Winery profiles and tasting notes:


Haramo Wine
A small winery established in 1924 as a cooperative and then converted to a family-owned business in 1973. Annual production is around 70,000 bottles, with Koshu accounting for half the total. International varieties include Chardonnay and Merlot. 


Haramo Koshu 2010 - Very pale water white. Floral aromas with hints of grapefruit. The palate is dry and light bodied with notes of green apple and a slight bitterness. Unoaked. 


Haramo Chardonnay 2008 - Stewed vegetables aromas. Fruit salad on the palate with crisp acidity and a hint of oak. Medium+ length. 

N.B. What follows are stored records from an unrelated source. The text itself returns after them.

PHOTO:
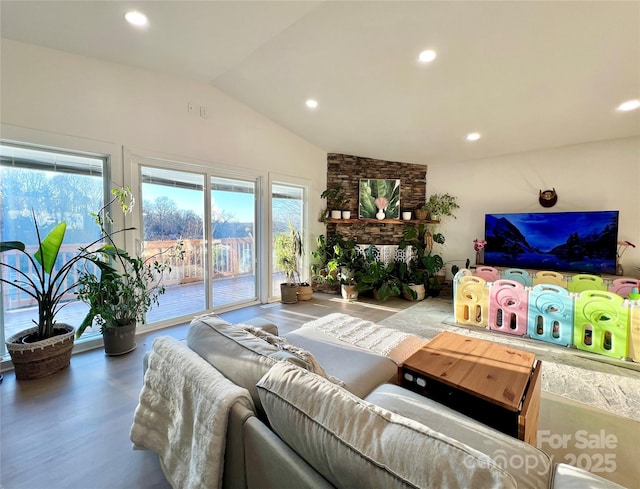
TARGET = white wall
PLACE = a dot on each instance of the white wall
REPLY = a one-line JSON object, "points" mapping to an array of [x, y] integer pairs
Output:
{"points": [[60, 95], [588, 177]]}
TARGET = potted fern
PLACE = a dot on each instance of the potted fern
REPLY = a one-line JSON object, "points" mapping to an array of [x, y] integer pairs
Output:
{"points": [[46, 348], [127, 288], [120, 298], [288, 254]]}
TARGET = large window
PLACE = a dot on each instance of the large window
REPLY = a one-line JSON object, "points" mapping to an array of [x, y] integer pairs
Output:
{"points": [[54, 186]]}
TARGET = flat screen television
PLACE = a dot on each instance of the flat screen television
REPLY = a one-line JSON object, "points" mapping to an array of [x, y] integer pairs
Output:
{"points": [[583, 242]]}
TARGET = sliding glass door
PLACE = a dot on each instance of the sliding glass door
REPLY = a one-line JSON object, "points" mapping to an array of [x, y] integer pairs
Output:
{"points": [[287, 210], [233, 252], [173, 207]]}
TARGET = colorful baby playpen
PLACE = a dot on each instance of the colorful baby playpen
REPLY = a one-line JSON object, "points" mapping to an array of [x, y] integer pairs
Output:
{"points": [[583, 311]]}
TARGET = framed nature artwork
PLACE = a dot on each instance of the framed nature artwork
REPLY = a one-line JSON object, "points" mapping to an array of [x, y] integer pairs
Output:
{"points": [[379, 198]]}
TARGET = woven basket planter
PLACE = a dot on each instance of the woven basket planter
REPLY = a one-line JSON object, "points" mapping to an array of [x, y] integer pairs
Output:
{"points": [[305, 292], [41, 358]]}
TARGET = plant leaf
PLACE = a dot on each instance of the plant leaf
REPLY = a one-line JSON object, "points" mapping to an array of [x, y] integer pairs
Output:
{"points": [[50, 246], [11, 245]]}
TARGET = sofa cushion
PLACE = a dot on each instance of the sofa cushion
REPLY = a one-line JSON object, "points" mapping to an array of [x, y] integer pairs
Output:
{"points": [[353, 443], [531, 467], [360, 370], [237, 354]]}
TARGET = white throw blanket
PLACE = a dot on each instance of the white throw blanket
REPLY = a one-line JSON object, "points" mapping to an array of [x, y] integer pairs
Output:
{"points": [[389, 342], [182, 414]]}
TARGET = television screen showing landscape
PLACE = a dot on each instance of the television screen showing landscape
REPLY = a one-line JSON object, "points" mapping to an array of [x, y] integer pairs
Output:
{"points": [[563, 241]]}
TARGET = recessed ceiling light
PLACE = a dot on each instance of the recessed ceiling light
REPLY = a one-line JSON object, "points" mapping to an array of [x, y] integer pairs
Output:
{"points": [[629, 105], [427, 56], [136, 18]]}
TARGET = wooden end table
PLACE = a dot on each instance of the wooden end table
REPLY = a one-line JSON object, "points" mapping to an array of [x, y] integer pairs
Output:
{"points": [[494, 384]]}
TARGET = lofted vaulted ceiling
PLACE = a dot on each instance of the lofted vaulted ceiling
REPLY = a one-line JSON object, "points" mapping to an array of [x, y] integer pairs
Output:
{"points": [[525, 75]]}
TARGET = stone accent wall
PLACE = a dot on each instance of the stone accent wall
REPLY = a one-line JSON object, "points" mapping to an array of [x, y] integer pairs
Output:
{"points": [[347, 170]]}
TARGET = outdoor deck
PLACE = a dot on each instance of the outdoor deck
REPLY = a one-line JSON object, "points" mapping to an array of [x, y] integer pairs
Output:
{"points": [[178, 300]]}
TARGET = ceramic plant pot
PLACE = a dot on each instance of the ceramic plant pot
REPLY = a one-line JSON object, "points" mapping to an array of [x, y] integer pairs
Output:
{"points": [[119, 340], [305, 292], [349, 292]]}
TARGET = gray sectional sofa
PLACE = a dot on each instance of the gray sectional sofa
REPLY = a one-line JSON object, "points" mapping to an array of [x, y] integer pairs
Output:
{"points": [[309, 430]]}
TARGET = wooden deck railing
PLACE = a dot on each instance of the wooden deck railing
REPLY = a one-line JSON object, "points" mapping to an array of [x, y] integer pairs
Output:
{"points": [[231, 257]]}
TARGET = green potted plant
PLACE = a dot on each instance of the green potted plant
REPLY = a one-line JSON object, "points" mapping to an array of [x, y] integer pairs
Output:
{"points": [[337, 203], [378, 277], [440, 206], [46, 348], [324, 278], [412, 280], [288, 254], [423, 260], [349, 263], [120, 298]]}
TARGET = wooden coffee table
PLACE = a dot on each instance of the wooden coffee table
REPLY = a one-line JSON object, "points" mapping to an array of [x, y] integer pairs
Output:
{"points": [[494, 384]]}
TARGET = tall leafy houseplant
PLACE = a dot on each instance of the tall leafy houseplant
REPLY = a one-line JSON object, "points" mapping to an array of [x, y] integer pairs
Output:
{"points": [[46, 348], [127, 288], [288, 254], [123, 294], [424, 261]]}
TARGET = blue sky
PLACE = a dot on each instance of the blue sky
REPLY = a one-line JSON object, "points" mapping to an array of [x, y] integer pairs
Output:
{"points": [[239, 205]]}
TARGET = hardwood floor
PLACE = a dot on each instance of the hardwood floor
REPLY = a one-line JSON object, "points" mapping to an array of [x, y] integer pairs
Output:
{"points": [[71, 430]]}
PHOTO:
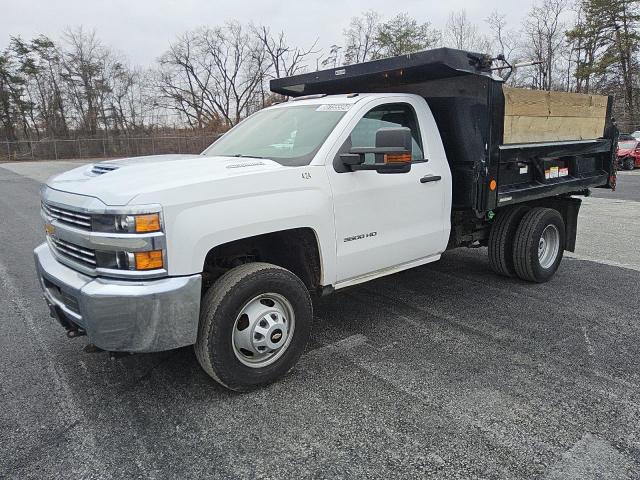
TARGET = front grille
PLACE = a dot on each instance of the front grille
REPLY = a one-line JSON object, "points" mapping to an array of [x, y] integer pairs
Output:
{"points": [[68, 217], [81, 255]]}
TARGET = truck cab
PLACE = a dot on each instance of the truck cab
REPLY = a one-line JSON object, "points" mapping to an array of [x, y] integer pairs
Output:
{"points": [[225, 250]]}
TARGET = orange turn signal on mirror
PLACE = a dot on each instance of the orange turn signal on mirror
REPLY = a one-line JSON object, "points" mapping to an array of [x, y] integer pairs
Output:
{"points": [[148, 223], [397, 158], [149, 260]]}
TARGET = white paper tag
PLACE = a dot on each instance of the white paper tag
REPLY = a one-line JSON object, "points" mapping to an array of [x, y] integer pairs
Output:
{"points": [[334, 107]]}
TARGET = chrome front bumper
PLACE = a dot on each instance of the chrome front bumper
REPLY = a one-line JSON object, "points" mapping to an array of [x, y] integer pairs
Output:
{"points": [[122, 315]]}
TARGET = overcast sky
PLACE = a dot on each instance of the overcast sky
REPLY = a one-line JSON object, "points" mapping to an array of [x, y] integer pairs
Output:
{"points": [[142, 29]]}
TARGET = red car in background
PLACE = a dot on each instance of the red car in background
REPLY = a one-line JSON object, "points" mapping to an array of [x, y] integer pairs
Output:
{"points": [[628, 154]]}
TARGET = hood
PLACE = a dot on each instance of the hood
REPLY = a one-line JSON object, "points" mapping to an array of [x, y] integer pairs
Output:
{"points": [[118, 182]]}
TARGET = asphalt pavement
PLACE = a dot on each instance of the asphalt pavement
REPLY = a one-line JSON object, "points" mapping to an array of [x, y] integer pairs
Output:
{"points": [[444, 371]]}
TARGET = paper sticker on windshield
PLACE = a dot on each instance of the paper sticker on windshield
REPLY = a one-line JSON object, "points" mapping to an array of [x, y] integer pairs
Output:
{"points": [[334, 107]]}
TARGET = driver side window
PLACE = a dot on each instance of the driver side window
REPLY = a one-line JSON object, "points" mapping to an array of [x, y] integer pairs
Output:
{"points": [[390, 115]]}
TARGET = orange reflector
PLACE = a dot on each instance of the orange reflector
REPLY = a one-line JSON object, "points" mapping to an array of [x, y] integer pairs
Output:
{"points": [[149, 260], [148, 223], [397, 158]]}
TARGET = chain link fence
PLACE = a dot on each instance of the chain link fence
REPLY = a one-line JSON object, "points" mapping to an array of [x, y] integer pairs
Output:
{"points": [[108, 147]]}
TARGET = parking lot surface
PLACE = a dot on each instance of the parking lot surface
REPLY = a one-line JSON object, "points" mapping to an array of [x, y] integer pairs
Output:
{"points": [[445, 371]]}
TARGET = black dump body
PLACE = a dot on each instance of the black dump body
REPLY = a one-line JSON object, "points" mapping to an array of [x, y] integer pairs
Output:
{"points": [[468, 104]]}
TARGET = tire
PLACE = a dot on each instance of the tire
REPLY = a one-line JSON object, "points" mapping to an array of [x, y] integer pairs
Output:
{"points": [[249, 288], [537, 229], [629, 164], [501, 238]]}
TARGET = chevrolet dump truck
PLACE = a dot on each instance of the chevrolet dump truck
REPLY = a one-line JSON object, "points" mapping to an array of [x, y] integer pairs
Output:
{"points": [[375, 168]]}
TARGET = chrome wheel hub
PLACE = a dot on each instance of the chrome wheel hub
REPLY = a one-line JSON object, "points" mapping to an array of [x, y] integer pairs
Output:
{"points": [[263, 330], [548, 246]]}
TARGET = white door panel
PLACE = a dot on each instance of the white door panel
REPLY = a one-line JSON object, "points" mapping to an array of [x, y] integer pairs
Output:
{"points": [[386, 220]]}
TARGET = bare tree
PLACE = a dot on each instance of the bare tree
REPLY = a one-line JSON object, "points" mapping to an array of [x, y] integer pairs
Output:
{"points": [[544, 30], [214, 75], [361, 38], [403, 34], [284, 60]]}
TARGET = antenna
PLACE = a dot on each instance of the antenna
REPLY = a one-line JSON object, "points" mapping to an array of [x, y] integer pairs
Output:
{"points": [[506, 64]]}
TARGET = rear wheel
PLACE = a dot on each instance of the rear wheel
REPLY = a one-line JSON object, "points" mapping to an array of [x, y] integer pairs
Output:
{"points": [[255, 322], [629, 163], [501, 238], [539, 244]]}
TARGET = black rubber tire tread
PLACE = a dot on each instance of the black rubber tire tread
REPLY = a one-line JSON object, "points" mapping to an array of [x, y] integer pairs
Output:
{"points": [[501, 239], [525, 248], [629, 164], [218, 311]]}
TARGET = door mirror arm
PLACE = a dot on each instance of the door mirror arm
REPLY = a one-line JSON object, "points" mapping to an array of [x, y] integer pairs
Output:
{"points": [[393, 147]]}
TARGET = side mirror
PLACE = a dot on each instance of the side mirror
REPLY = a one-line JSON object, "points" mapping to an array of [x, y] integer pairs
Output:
{"points": [[392, 152]]}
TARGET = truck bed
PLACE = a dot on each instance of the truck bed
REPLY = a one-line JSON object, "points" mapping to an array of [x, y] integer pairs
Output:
{"points": [[533, 144]]}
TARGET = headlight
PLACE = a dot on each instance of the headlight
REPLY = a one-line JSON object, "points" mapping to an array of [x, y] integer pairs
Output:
{"points": [[145, 223], [132, 261]]}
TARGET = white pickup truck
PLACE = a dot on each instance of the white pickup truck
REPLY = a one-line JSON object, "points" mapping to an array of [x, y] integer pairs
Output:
{"points": [[224, 250]]}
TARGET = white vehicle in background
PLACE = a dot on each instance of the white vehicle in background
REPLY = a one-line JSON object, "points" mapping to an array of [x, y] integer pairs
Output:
{"points": [[224, 250]]}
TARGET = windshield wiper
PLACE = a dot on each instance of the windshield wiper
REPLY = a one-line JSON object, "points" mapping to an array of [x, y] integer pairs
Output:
{"points": [[242, 155]]}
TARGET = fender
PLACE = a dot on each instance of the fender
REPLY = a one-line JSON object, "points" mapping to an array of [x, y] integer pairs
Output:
{"points": [[234, 208]]}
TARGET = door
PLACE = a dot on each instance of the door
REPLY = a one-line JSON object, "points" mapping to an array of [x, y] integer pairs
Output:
{"points": [[386, 220]]}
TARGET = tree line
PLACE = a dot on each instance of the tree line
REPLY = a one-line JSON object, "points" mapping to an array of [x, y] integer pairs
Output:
{"points": [[212, 77]]}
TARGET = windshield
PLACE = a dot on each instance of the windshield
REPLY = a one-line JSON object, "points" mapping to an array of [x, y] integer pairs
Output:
{"points": [[290, 136]]}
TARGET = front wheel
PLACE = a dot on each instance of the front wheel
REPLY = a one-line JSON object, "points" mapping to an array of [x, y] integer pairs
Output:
{"points": [[539, 244], [255, 322]]}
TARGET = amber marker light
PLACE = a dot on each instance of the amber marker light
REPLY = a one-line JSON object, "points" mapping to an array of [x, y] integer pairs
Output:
{"points": [[397, 158], [148, 223], [149, 260]]}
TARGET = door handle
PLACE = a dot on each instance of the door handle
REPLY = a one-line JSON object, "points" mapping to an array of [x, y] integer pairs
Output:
{"points": [[430, 178]]}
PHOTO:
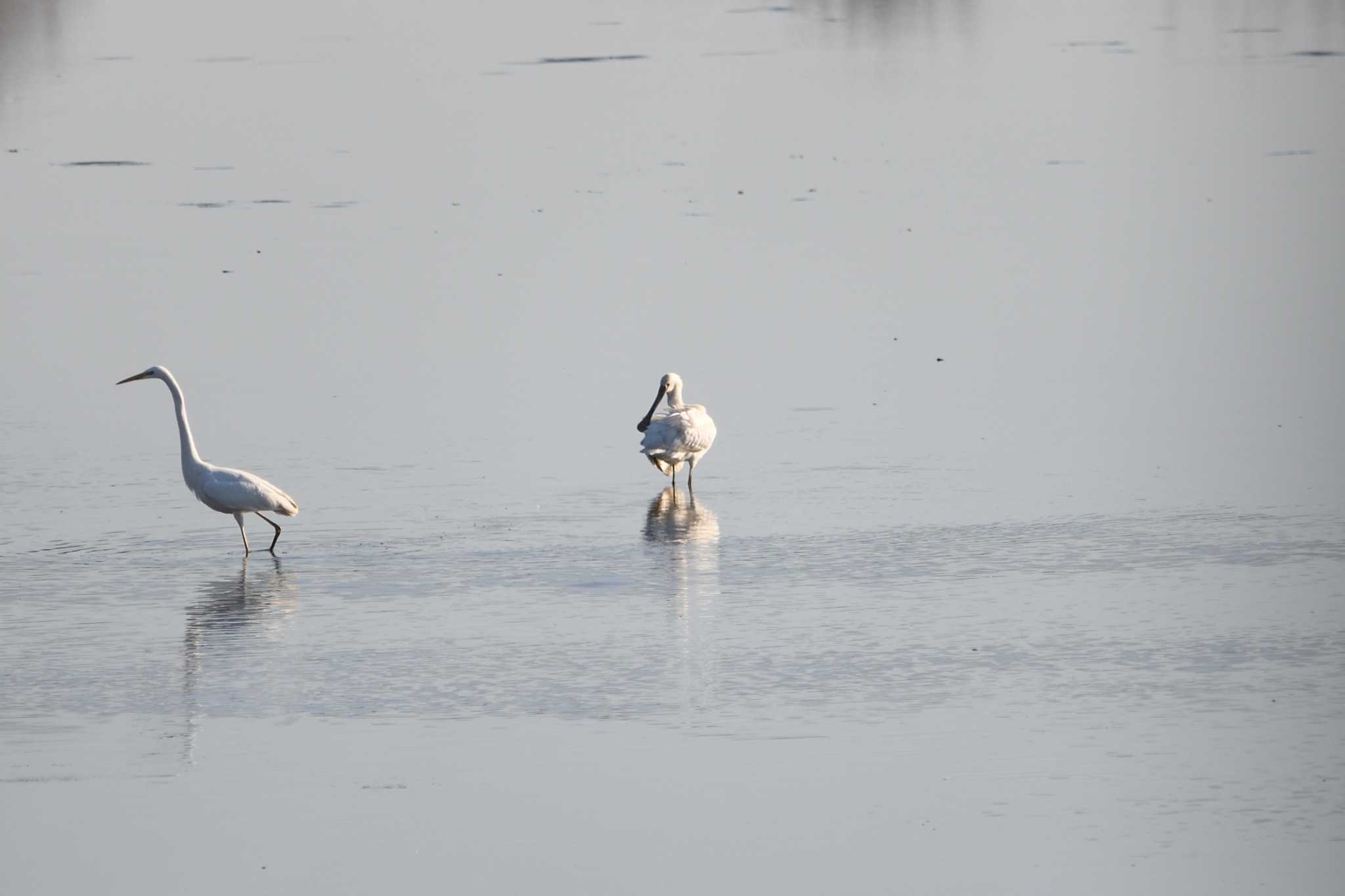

Haramo Merlot 2009 - Medium ruby appearance. Red cherries and some vanilla on the nose. Palate is slightly restrained, with medium+ acidity and a medium body. An international and recognisable style with clear varietal characteristics.  


Rubaiyat Wine
Medium-sized operation with annual production of 160,000 bottles. Grapes are sorted by hand and fermentation is done in cement tanks. An impressive cellar, with old cement tanks (still with tartrate deposits on the walls) used to store wine in bottles. Look out for owner Haruo Omura’s eclectic collection of corkscrews. The winery name is taken from a set of ancient Persian poems that celebrate the pleasures of wine. 


Rubaiyat Koshu ‘Sur Lie’ 2011 - Pale water white with grape and lime aromas. Medium bodied with a mineral streak and lively acidity. 


Rubaiyat Muscat Bailey A 2010 - Muscat Bailey A is a local hybrid variety. Sweet, confected nose of red fruits and maraschino cherries. Off dry on the palate, light bodied with a profile of crushed berries. Decidedly an acquired taste. 


Rubaiyat Petit Domaine 2007 - A Bordeaux-blend of Merlot, Petit Verdot and Cabernet Sauvignon from locally-grown grapes. Nose exhibits a perfumed lift with slight stalkiness. Medium+ intensity with a good depth of flavour on the palate. An approachable, medium bodied wine with soft tannins.